Eşi tarafından ölümle tehdit edilen Dicle Yıldırım, gittiği Kıraç Karakolu’ndan “Sizi darp etmemiş, evinize gelmemiş. Sadece telefonda tehdit etmiş. Kanıtınız yok, bir şey yapamayız” denilerek evine gönderildi. Ancak, Yıldırım evine girdikten 20 dakika sonra eşi Hasan Yıldırım’ın silahlı saldırısında şans eseri kurtuldu.
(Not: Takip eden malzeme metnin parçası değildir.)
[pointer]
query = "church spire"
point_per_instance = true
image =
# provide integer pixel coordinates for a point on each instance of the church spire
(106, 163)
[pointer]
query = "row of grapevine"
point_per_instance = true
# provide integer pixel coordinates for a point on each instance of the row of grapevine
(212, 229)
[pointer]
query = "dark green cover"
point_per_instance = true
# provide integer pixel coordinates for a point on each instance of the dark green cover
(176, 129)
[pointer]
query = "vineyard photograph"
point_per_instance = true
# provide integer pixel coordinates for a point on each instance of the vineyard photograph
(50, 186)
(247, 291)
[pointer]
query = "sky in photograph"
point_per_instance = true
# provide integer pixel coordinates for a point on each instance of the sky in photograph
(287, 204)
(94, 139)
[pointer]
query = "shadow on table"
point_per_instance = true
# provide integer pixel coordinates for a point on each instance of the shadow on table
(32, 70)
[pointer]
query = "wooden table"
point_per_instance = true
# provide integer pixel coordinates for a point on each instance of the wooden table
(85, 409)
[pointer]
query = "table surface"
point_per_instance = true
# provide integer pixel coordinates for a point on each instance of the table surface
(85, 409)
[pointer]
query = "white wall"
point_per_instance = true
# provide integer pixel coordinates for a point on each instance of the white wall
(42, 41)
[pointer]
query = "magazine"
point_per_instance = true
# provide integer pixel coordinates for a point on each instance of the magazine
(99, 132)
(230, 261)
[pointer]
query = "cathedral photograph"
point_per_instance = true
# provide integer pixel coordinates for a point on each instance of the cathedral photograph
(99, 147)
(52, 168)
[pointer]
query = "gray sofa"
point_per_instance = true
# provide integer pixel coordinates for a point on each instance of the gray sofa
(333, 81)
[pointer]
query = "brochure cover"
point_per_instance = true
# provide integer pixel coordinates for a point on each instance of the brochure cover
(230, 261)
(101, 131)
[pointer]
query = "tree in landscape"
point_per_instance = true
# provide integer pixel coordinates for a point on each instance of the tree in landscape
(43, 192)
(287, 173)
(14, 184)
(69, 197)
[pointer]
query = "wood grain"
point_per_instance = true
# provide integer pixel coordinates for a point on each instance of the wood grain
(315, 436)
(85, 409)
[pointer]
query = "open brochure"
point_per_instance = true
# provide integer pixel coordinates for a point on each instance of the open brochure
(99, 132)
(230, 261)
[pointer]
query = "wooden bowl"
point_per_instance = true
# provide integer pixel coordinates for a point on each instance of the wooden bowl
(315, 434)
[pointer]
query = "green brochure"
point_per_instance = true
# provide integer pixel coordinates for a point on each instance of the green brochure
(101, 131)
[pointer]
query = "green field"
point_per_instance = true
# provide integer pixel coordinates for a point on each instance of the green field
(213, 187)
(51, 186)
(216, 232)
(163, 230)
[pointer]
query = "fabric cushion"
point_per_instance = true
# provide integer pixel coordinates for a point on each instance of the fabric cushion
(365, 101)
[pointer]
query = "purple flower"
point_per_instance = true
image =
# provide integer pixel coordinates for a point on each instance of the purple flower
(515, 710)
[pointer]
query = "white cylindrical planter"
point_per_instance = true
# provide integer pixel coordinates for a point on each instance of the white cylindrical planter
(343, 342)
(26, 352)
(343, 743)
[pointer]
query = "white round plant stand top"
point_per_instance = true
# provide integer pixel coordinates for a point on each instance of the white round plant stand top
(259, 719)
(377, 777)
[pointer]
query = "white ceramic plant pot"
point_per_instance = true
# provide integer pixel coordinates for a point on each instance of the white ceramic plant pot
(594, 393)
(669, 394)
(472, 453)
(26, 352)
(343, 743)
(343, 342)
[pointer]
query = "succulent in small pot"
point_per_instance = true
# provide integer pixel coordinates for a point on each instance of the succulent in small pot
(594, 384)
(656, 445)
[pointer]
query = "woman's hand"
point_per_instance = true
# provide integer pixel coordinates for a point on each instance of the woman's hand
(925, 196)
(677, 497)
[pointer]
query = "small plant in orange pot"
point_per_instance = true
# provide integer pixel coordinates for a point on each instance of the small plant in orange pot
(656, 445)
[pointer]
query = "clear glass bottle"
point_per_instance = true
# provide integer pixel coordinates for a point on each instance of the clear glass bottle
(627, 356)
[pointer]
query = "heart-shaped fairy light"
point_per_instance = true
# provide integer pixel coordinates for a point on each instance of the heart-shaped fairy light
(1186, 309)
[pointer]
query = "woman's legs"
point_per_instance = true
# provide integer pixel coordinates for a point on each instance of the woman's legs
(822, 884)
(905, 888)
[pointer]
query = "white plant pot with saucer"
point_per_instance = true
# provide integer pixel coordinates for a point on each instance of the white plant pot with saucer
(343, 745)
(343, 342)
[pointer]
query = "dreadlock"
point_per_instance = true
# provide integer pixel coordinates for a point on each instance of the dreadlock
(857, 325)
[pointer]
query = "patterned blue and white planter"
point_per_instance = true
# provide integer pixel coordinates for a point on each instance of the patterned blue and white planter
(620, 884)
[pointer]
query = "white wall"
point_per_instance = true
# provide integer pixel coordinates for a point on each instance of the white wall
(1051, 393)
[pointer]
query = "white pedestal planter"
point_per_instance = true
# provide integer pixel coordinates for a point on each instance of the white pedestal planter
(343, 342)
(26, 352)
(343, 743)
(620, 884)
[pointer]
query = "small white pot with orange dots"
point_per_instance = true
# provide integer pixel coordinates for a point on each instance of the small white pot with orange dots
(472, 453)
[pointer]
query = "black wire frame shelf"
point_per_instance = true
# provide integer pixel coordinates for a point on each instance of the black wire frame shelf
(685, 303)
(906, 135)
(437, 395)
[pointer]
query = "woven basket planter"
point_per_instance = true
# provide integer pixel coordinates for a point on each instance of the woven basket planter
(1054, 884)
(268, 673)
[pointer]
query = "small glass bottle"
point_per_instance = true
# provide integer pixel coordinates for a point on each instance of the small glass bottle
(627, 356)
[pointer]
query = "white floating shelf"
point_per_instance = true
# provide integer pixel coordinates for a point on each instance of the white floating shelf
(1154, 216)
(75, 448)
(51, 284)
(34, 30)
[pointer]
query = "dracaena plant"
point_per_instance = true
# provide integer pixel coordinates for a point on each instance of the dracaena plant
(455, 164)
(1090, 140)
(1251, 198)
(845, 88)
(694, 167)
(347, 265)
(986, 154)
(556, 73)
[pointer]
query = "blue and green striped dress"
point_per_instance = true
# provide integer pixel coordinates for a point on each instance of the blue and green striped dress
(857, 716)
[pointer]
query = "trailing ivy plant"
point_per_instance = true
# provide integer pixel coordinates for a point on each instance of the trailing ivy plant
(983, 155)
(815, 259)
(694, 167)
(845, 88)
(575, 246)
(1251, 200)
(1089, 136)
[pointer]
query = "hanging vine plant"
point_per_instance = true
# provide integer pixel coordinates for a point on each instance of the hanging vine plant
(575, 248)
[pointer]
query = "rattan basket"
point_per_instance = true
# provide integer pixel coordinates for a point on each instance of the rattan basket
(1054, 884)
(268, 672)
Saldırgan yakalanmadı. Koruma verilmeyen genç kadın, ölüm riski altında.
ETHA’dan İsminaz Ergün’ün haberine göre; Dicle Yıldırım, henüz 24 yaşında. 8 yıl önce Hasan Yıldırım ile evlendi. 7 yaşında bir oğlu var. Evliliğinin ilk günlerinden itibaren şiddete maruz kalan genç kadın, bugüne kadar kendini bu şiddete boyun eğmek zorunda hissetti.
“Küçük yaşta evlenmek, ailelerin kabullenmemesi, yaşımızın küçük olması… Bunların hepsi bugüne kadar susmama neden oldu” diyen Yıldırım, eşinin bir gün düzeleceğini de düşünmüş.
Eşinin madde bağımlısı olduğunu anlatan Yıldırım, “İlk günden itibaren her şeyi sorundu. Şiddet, dayak, ilk günden itibaren başladı. Ama uyuşturucu içtiğinden hiç şüphelenmedim. Evlendikten 4-5 ay sonra şüphelendim. Biraz üstledikten sonra ‘Ara ara içtim ama bıraktım’ dedi, inandım. Ancak bir yıl önce yalan söylediğini anladım. Bana Ankara’ya gideceğini söyledi. Oysa ki, kardeşi uyuşturucu almış ve bunları satmak için Antalya’ya gitmişler. Polis takip etmiş ve yolda yakalamış” dedi.
Bunun üzerine eşinden ayrılmaya karar verdiğini belirten genç kadın, “Cezaevindeyken ayrılmak doğru olmaz” diye düşünerek, eşi serbest bırakıldıktan sonra boşanma davası açmaya karar verdi. Ancak, “Cezaevinden yeni çıktı, biraz daha bekleyeyim” diyerek, eşi çıktıktan sonra da bir süre bekleme kararı aldı. Bir süre sonra boşanma kararını açıklaması üzerine şiddet ve tehditler arttı. Hasan Yıldırım, “Çocuğu sana vermem. Yüzüne kezzap atarım. Seni öldürmem, öyle bir acı yaşatırım ki, ölmekten beter olursun” şeklinde tehditler savurdu.
Polis: Yapabileceğimiz bir şey yok
Yıldırım’ın tehditlerinin artması üzerine, genç kadın, Kıraç Asayiş Şube Müdürlüğü’ne gitti, eşi tarafından ölümle tehdit edildiğini, çocuğunu görmesinin engellendiğini anlattı, suç duyurusunda bulunmak istedi.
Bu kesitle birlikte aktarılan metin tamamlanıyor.